3. Changing previously entered data

  • If you need to correct a patient’s medication data, choose the appropriate treatment from the “Modify an existing treatment change” picklist and click Submit.
  • Make the necessary corrections.
  • Click Submit at the bottom of the page.

Lab Results Tab

The lab results tab contains detailed information on smear, culture, and drug sensitivity test (DST) results.

1. Viewing previously-entered results

  • In the list of specimens/collection dates on the left, click on the date.
  • The details for that particular specimen will display on the right.

2. Adding new results

The "Lab Results" section has four options for adding new lab results: Add a new Specimen, add a single smear result, add a set (3) of smear results, and add a new culture result.  Choose the option that works best for the data you have to enter.

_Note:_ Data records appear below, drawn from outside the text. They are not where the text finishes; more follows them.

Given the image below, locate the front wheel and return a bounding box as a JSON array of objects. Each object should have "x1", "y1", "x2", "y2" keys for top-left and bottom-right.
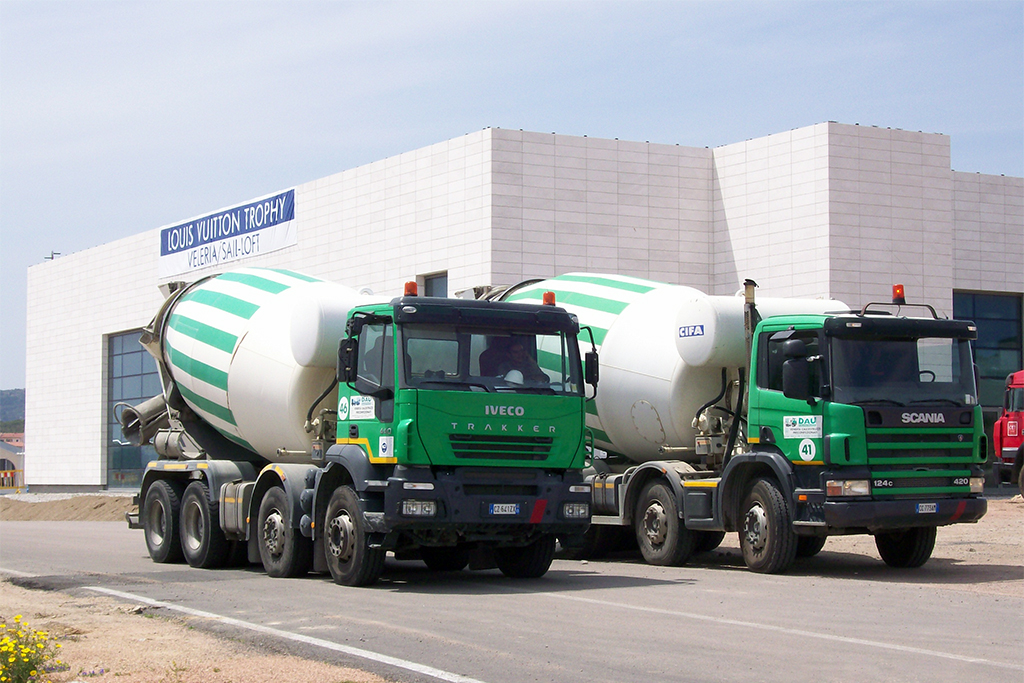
[
  {"x1": 495, "y1": 533, "x2": 555, "y2": 579},
  {"x1": 324, "y1": 486, "x2": 386, "y2": 586},
  {"x1": 180, "y1": 481, "x2": 231, "y2": 569},
  {"x1": 142, "y1": 480, "x2": 181, "y2": 563},
  {"x1": 256, "y1": 486, "x2": 312, "y2": 579},
  {"x1": 634, "y1": 481, "x2": 693, "y2": 566},
  {"x1": 874, "y1": 526, "x2": 936, "y2": 569},
  {"x1": 739, "y1": 479, "x2": 797, "y2": 573}
]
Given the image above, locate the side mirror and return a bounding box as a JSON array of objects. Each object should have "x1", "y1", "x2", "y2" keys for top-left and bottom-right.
[
  {"x1": 782, "y1": 339, "x2": 807, "y2": 360},
  {"x1": 338, "y1": 337, "x2": 359, "y2": 384},
  {"x1": 584, "y1": 351, "x2": 601, "y2": 387},
  {"x1": 782, "y1": 358, "x2": 811, "y2": 400}
]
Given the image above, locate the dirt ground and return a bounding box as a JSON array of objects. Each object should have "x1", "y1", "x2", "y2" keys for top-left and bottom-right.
[{"x1": 0, "y1": 495, "x2": 1024, "y2": 683}]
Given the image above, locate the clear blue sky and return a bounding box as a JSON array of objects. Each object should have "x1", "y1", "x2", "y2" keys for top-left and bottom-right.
[{"x1": 0, "y1": 0, "x2": 1024, "y2": 389}]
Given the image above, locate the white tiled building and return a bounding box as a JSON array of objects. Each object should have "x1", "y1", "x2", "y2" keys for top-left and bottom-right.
[{"x1": 26, "y1": 123, "x2": 1024, "y2": 490}]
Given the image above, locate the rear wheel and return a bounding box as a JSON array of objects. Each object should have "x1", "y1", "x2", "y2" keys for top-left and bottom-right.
[
  {"x1": 874, "y1": 526, "x2": 936, "y2": 569},
  {"x1": 420, "y1": 546, "x2": 469, "y2": 571},
  {"x1": 495, "y1": 533, "x2": 555, "y2": 579},
  {"x1": 739, "y1": 479, "x2": 797, "y2": 573},
  {"x1": 256, "y1": 486, "x2": 312, "y2": 579},
  {"x1": 142, "y1": 481, "x2": 181, "y2": 563},
  {"x1": 324, "y1": 486, "x2": 385, "y2": 586},
  {"x1": 180, "y1": 481, "x2": 231, "y2": 569},
  {"x1": 634, "y1": 481, "x2": 693, "y2": 566}
]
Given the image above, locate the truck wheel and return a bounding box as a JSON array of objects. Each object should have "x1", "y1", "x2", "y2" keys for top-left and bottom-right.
[
  {"x1": 874, "y1": 526, "x2": 936, "y2": 569},
  {"x1": 495, "y1": 533, "x2": 555, "y2": 579},
  {"x1": 739, "y1": 479, "x2": 797, "y2": 573},
  {"x1": 634, "y1": 481, "x2": 693, "y2": 566},
  {"x1": 256, "y1": 486, "x2": 312, "y2": 579},
  {"x1": 142, "y1": 480, "x2": 181, "y2": 563},
  {"x1": 179, "y1": 481, "x2": 231, "y2": 569},
  {"x1": 690, "y1": 531, "x2": 725, "y2": 553},
  {"x1": 420, "y1": 546, "x2": 469, "y2": 571},
  {"x1": 324, "y1": 486, "x2": 387, "y2": 586},
  {"x1": 797, "y1": 536, "x2": 828, "y2": 557}
]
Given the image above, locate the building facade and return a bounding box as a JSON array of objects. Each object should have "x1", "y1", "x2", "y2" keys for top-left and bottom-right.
[{"x1": 25, "y1": 122, "x2": 1024, "y2": 490}]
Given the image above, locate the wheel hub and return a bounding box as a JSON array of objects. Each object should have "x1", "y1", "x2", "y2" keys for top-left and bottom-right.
[
  {"x1": 181, "y1": 502, "x2": 203, "y2": 551},
  {"x1": 643, "y1": 501, "x2": 669, "y2": 546},
  {"x1": 743, "y1": 505, "x2": 768, "y2": 551},
  {"x1": 263, "y1": 510, "x2": 285, "y2": 555},
  {"x1": 327, "y1": 511, "x2": 355, "y2": 562}
]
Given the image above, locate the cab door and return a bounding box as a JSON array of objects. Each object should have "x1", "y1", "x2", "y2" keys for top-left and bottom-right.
[{"x1": 749, "y1": 326, "x2": 827, "y2": 465}]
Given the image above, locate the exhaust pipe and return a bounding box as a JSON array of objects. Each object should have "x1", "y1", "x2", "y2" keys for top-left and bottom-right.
[{"x1": 114, "y1": 394, "x2": 170, "y2": 445}]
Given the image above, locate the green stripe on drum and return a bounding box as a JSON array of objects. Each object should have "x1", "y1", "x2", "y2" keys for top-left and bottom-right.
[
  {"x1": 169, "y1": 313, "x2": 239, "y2": 353},
  {"x1": 217, "y1": 272, "x2": 291, "y2": 294},
  {"x1": 167, "y1": 346, "x2": 227, "y2": 391},
  {"x1": 181, "y1": 289, "x2": 259, "y2": 321},
  {"x1": 508, "y1": 288, "x2": 630, "y2": 315},
  {"x1": 175, "y1": 383, "x2": 237, "y2": 423},
  {"x1": 553, "y1": 274, "x2": 656, "y2": 294}
]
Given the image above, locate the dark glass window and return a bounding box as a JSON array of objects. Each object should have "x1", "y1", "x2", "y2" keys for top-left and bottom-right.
[
  {"x1": 423, "y1": 272, "x2": 447, "y2": 297},
  {"x1": 953, "y1": 292, "x2": 1024, "y2": 408},
  {"x1": 106, "y1": 332, "x2": 161, "y2": 488}
]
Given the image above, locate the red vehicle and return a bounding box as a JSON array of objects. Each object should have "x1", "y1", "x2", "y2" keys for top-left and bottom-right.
[{"x1": 992, "y1": 370, "x2": 1024, "y2": 494}]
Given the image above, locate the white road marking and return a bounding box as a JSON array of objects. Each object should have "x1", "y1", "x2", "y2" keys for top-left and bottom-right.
[{"x1": 85, "y1": 586, "x2": 491, "y2": 683}]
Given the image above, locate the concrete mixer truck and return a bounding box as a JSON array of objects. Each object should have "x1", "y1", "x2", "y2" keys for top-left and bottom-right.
[
  {"x1": 120, "y1": 268, "x2": 596, "y2": 586},
  {"x1": 499, "y1": 273, "x2": 987, "y2": 572}
]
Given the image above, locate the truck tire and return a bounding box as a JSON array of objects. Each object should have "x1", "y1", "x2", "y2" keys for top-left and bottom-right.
[
  {"x1": 178, "y1": 481, "x2": 231, "y2": 569},
  {"x1": 739, "y1": 479, "x2": 797, "y2": 573},
  {"x1": 690, "y1": 531, "x2": 725, "y2": 553},
  {"x1": 324, "y1": 486, "x2": 387, "y2": 586},
  {"x1": 142, "y1": 480, "x2": 181, "y2": 563},
  {"x1": 256, "y1": 486, "x2": 312, "y2": 579},
  {"x1": 495, "y1": 533, "x2": 555, "y2": 579},
  {"x1": 797, "y1": 536, "x2": 828, "y2": 558},
  {"x1": 874, "y1": 526, "x2": 936, "y2": 569},
  {"x1": 633, "y1": 480, "x2": 693, "y2": 566},
  {"x1": 420, "y1": 546, "x2": 469, "y2": 571}
]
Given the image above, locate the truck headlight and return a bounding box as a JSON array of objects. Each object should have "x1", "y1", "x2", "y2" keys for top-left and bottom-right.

Adding new results with full specimen details
  • This process will add a specimen to which we can add any combination of results: smears, cultures, and/or DSTs.
    • Click "Add a new Specimen" button on the Lab Results tab.
    • Enter the relevant details for the specimen: sample ID, sample type, date collected, collected by, location collected, appearance, and comments.  Click Save.
    • The Lab Results tab will load with the new specimen highlighted on the left.
    • On the right choose Smear, Culture, or DST from the “Add a new Lab Test” dropdown and click “Add”
    • Enter details as appropriate and click Save.
    • Repeat the previous two steps until all results have been entered for this specimen.
Add a single smear, a set of smears, or a culture result without entering the full set of specimen details.
  • This is a quicker way to enter results if the full specimen details are not available or important.
    • Choose the appropriate option from the picklist and click Add.
    • Enter relevant details and click Save.

Patient Details Tab

The Patient Details tab lists basic demographic information for the patient.